/ 9 February 2018

Winter Games marred by doping cloud

Tough sports such as cross-country skiing have come under scrutiny for doping at the Winter Olympics.
Tough sports such as cross-country skiing have come under scrutiny for doping at the Winter Olympics.

The casual viewer of the PyeongChang Winter Olympics, which begin on Friday, could be forgiven for wondering just how many athletes are doping after a raft of recent revelations in winter sports, despite “every effort” to crack down.

Endurance sports such as cross-country skiing and biathlon have come under the most scrutiny, but — much like the Summer Games — no discipline has been left unscathed in the build-up to this month’s Winter Games in South Korea.

Russian athletes deemed “clean” will compete under a neutral flag after their country was banned for a well-orchestrated drugs cheating system four years ago.

Speaking on the eve of the Games, World Anti-Doping Agency (Wada) president Craig Reedie attempted to assuage the concerns of athletes who fear their rivals could dope their way to gold. There had been “very substantial” testing ahead of the Games, he said.

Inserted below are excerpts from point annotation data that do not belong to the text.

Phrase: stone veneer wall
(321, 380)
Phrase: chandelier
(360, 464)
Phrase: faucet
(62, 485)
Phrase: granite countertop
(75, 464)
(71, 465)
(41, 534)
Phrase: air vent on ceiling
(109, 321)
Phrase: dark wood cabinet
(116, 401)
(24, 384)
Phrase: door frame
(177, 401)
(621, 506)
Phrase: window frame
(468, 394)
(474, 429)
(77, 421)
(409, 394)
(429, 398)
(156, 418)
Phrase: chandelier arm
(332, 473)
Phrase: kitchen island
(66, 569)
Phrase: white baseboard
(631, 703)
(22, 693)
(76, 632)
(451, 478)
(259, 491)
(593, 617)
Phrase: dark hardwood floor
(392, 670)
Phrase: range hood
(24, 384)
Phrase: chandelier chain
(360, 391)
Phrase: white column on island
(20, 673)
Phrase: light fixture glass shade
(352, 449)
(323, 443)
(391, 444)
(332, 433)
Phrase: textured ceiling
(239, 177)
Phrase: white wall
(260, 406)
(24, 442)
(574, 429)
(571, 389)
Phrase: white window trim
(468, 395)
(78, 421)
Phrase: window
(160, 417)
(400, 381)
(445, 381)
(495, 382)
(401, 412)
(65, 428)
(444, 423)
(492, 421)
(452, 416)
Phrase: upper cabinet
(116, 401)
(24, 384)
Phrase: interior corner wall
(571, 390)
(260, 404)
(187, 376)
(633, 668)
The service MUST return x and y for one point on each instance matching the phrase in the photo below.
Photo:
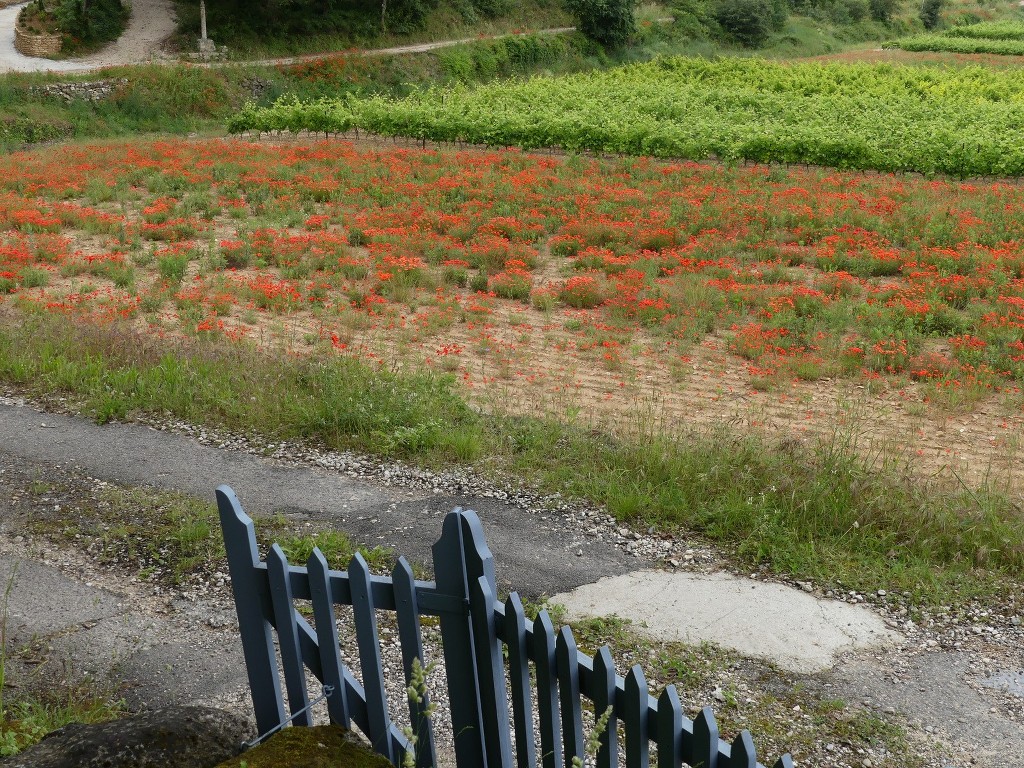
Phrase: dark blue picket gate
(481, 676)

But recent Winter Games reveal grounds for scepticism.

Ahead of the Olympics, British newspaper the Sunday Times and German broadcaster ARD said they had been passed a database showing that more than 50 cross-country skiers set to compete in South Korea had returned abnormal readings between 2001 and 2010.

Following Salt Lake City in 2002, the International Olympic Committee increased its scrutiny after Spain’s Johann Mühlegg and four others were caught doping.

At the 2006 Turin Games, doping products were discovered in a chalet used by a coach involved with Austria’s cross-country skiing team.

Yet, the Winter Olympics reached its nadir four years ago in Sochi, when allegations of state-sponsored doping in the Russian team surfaced.

The former director of the Moscow anti-doping lab, Grigory Rodchenkov — now in exile — admitted he fine-tuned a muscle-building cocktail of steroids to ensure Russian competitors won medals. And they inevitably did, as Russia soared to the top of the medals table.

Wada commissioned Canadian professor Richard McLaren to compile a report that focused suspicion on hundreds of athletes, with skating, ice hockey, biathlon and even curling on a long list of Olympic sports under scrutiny.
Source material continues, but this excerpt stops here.